Then there were the Kenner Star Wars toys. As a collector from the Early Bird Set straight through to the very last Power of the Force toys I had a keen interest in the line. At one point when looking at one of the vehicles in the line I noticed the address for Kenner Products emblazoned on the surface of the toy. An actual mailing address for the manufacturer or the greatest toy line in history, could this be possible? And in fact it was. I wrote my first letter to Kenner soon after my discovery, though it would not be the last. Over the course of six to seven years I wrote incessantly to Kenner. Much to my surprise each reply letter I received was signed by the same people (over that time only two people ever had the task of replying to consumers it seems). And in time the replies became more and more personalized.

I not only wrote to espouse my particular love of the series, but also to suggest which characters might best suit the line. I campaigned, unsuccessfully, for a bantha, though my design for a Bespin Carbon Freeze Chamber mechanism to go from a Han figure to a Carbonite encased Han was more or less utilized in the Micro Series.

Into a Larger World

Who could have predicted the lasting influence of Star Wars on cinema and on world culture? Certainly not George Lucas himself. There is a well-known story from 1977 of the Saga’s creator being taken aback when he realized that the long lines outside of the Chinese Theatre consisted of moviegoers seeking to see Star Wars! Certainly not the kind of reception he expected for his spacefaring adventure.
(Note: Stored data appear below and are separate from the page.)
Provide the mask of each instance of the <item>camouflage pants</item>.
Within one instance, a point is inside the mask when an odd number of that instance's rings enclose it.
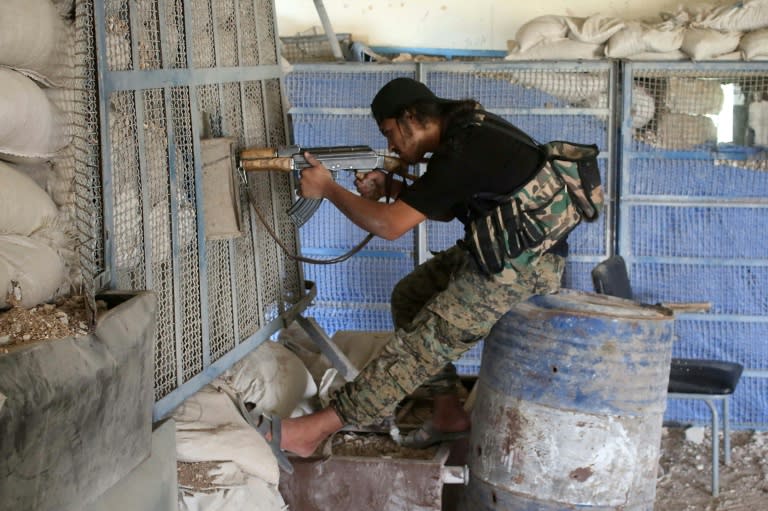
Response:
[[[392,339],[333,396],[332,406],[345,424],[391,416],[405,396],[484,338],[515,303],[557,291],[563,267],[562,257],[544,254],[525,268],[487,277],[458,246],[435,255],[398,283]]]

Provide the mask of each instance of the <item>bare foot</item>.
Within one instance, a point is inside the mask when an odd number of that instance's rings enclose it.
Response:
[[[311,456],[326,438],[343,426],[336,411],[330,407],[310,415],[283,419],[280,448],[306,458]]]
[[[456,394],[439,394],[434,397],[432,425],[437,431],[454,433],[467,431],[471,426],[469,414]]]

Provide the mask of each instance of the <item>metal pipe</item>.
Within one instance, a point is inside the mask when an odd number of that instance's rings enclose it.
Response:
[[[466,486],[469,483],[469,466],[443,466],[441,480],[443,484],[463,484]]]
[[[323,0],[314,0],[315,9],[317,9],[317,15],[320,16],[320,22],[323,24],[323,31],[328,38],[328,42],[331,45],[331,51],[336,60],[344,60],[344,55],[341,53],[341,46],[339,46],[339,40],[336,38],[336,32],[333,31],[331,26],[331,20],[328,17],[328,13],[325,11],[325,5]]]

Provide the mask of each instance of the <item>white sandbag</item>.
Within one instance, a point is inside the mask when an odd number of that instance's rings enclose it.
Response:
[[[644,51],[642,53],[635,53],[634,55],[627,55],[627,60],[664,60],[664,61],[677,61],[688,60],[688,55],[681,50],[656,52],[656,51]]]
[[[37,186],[43,190],[48,190],[48,182],[53,177],[54,172],[50,161],[32,161],[32,162],[6,162],[11,164],[19,172],[26,174]],[[53,198],[53,197],[51,197]],[[56,202],[55,200],[53,201]],[[58,203],[57,203],[58,204]]]
[[[612,35],[605,43],[605,56],[622,58],[647,51],[643,41],[645,30],[645,25],[640,22],[627,22],[623,30]]]
[[[749,104],[748,124],[754,132],[756,146],[768,147],[768,101],[754,101]]]
[[[331,340],[347,356],[353,366],[363,369],[379,354],[393,335],[393,332],[389,331],[339,330],[333,334]],[[328,366],[330,367],[330,363]]]
[[[237,411],[214,380],[184,401],[173,413],[176,459],[190,463],[232,461],[244,472],[277,484],[280,470],[267,441]]]
[[[666,53],[679,50],[683,44],[685,29],[668,23],[647,27],[643,32],[645,51]]]
[[[112,235],[115,246],[115,266],[118,270],[129,270],[142,263],[144,254],[139,191],[127,185],[120,186],[115,191],[113,207],[115,230]],[[154,239],[153,241],[156,243],[165,241],[170,245],[170,236],[166,240]],[[155,262],[161,261],[156,259]]]
[[[0,309],[4,309],[9,305],[8,294],[12,290],[13,286],[11,285],[11,267],[0,261]]]
[[[711,60],[735,51],[741,32],[721,32],[710,28],[688,28],[683,36],[683,50],[692,60]]]
[[[711,60],[717,60],[717,61],[741,61],[741,52],[736,50],[729,53],[723,53],[721,55],[718,55],[716,57],[712,57]],[[760,60],[759,58],[753,59],[753,60]]]
[[[591,98],[608,92],[608,74],[597,72],[554,72],[538,69],[510,69],[503,72],[483,73],[499,80],[538,89],[574,105],[589,103]],[[607,100],[606,100],[607,104]],[[594,106],[590,103],[590,106]],[[602,108],[597,107],[595,108]]]
[[[320,374],[312,372],[312,366],[322,356],[320,348],[312,341],[298,322],[294,321],[287,327],[282,328],[277,335],[277,342],[291,350],[301,359],[315,382],[320,381],[322,372]]]
[[[45,189],[58,206],[72,204],[75,200],[75,162],[72,146],[65,147],[53,162],[53,172],[48,176]]]
[[[266,341],[224,371],[226,381],[258,413],[290,417],[303,400],[317,393],[304,363],[280,343]]]
[[[0,234],[31,234],[57,214],[45,190],[12,163],[0,161]]]
[[[709,117],[661,112],[652,143],[667,149],[690,149],[715,141],[717,127]]]
[[[739,0],[697,16],[692,27],[744,32],[768,28],[768,0]]]
[[[339,330],[333,334],[331,340],[354,367],[363,369],[376,358],[392,336],[393,332]],[[323,406],[328,406],[330,395],[346,383],[344,378],[335,368],[332,368],[325,356],[319,357],[310,371],[312,374],[322,374],[318,384],[318,397]]]
[[[523,23],[515,34],[519,51],[526,51],[537,44],[564,39],[568,35],[565,16],[546,15]]]
[[[613,16],[595,14],[588,18],[565,18],[568,25],[568,37],[582,43],[603,44],[610,37],[622,30],[624,21]]]
[[[64,284],[64,261],[54,249],[28,236],[0,234],[0,307],[11,281],[21,288],[21,306],[34,307],[58,296]]]
[[[333,334],[331,341],[353,366],[362,369],[389,342],[392,335],[391,331],[339,330]],[[320,382],[325,372],[331,368],[328,358],[320,353],[317,344],[296,322],[280,330],[278,342],[304,362],[316,382]]]
[[[59,16],[68,19],[74,15],[75,0],[51,0]]]
[[[656,102],[645,88],[633,85],[631,109],[632,127],[639,129],[648,124],[656,115]]]
[[[62,85],[65,22],[50,0],[0,2],[0,65],[46,85]]]
[[[672,113],[717,115],[723,109],[723,89],[717,80],[670,76],[664,105]]]
[[[68,143],[67,116],[32,80],[0,68],[0,155],[49,159]]]
[[[744,60],[768,57],[768,28],[744,34],[739,41],[739,51]]]
[[[504,60],[593,60],[601,58],[602,55],[602,44],[561,39],[543,42],[527,50],[510,52]]]
[[[45,244],[53,249],[64,261],[64,283],[72,287],[78,281],[79,257],[75,250],[77,239],[76,229],[71,219],[62,215],[61,211],[51,221],[36,229],[29,235],[30,239]]]
[[[222,464],[223,465],[223,464]],[[207,492],[183,490],[179,493],[179,511],[286,511],[278,487],[257,477],[237,485],[218,485]]]
[[[605,43],[605,56],[624,58],[639,53],[666,53],[680,49],[683,29],[672,24],[647,25],[628,21],[623,30],[613,34]]]

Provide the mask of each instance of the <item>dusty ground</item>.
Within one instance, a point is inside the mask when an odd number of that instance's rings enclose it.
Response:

How strange indeed it must seem to reflect on a world where the Star Wars name would be adopted for the United States’ orbital missile defense systems and Jedi would become the “official” religion of thousands of Australians in the country’s 2001 Census!

Perhaps the greatest influence of Star Wars was to make the genre of science fiction a viable one for American cinema. On the strength of the success of this film, productions of every caliber began to emerge. Every studio wanted to cash in on the success of Star Wars and dozens of films would hit the screens in the ensuing years. And none could even come close to touching the phenomenal success of the fledgling Saga. The promise of more films to follow certainly helped fuel that fire. But it was also the unique aspects of the film, from production values that were beyond its budget to themes that were never successfully mimicked helped set Star Wars apart from the field of “me too” movies that tried to ride its coat tails.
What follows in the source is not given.